Specific and potent RNA interference in terminally differentiated myotubes.

Double-stranded RNA (dsRNA) interference is a potent mechanism for sequence-specific silencing of gene expression and represents an invaluable approach for investigating gene function in normal and diseased states as well as for drug target validation. Here, we report that skeletal muscle myoblasts and terminally differentiated myotubes are susceptible to RNA interference. We employed an approach in which dsRNA is generated by cellular transcription from plasmids containing long (1 kilobase) inverted DNA repeats of the target gene rather than using dsRNA synthesized in vitro. We show that gene silencing by this method is effective for endogenously expressed genes as well as for exogenous reporter genes. An analysis of the expression of several endogenous genes and exogenous reporters demonstrates that the silencing effect is specific for the target gene containing sequences within the inverted repeat.
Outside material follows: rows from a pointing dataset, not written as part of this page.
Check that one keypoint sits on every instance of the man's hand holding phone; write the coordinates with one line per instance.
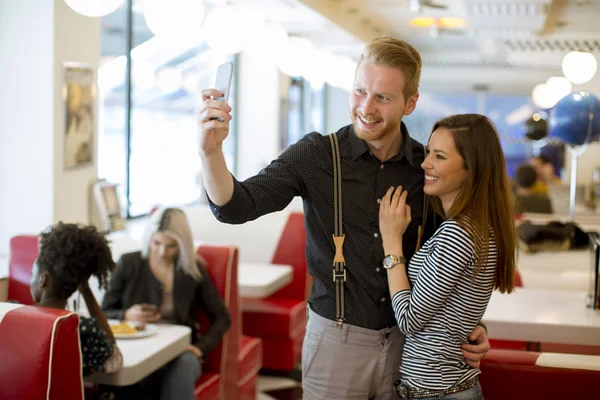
(214, 115)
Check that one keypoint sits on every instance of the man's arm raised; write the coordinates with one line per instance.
(213, 128)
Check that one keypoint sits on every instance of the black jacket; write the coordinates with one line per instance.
(132, 282)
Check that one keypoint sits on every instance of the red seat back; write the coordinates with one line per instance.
(222, 264)
(40, 354)
(23, 252)
(513, 374)
(291, 250)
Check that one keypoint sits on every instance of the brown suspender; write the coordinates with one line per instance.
(339, 263)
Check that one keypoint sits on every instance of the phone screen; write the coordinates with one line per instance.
(223, 80)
Our method eliminates the need to chemically synthesize dsRNA and is not accompanied by global repression of gene expression. Furthermore, we show for the first time that sequence-specific dsRNA-mediated gene silencing is possible in differentiated, multinucleated skeletal muscle myotubes. These findings provide an important molecular tool for the examination of protein function in terminally differentiated muscle cells and provide alternative approaches for generating disease models.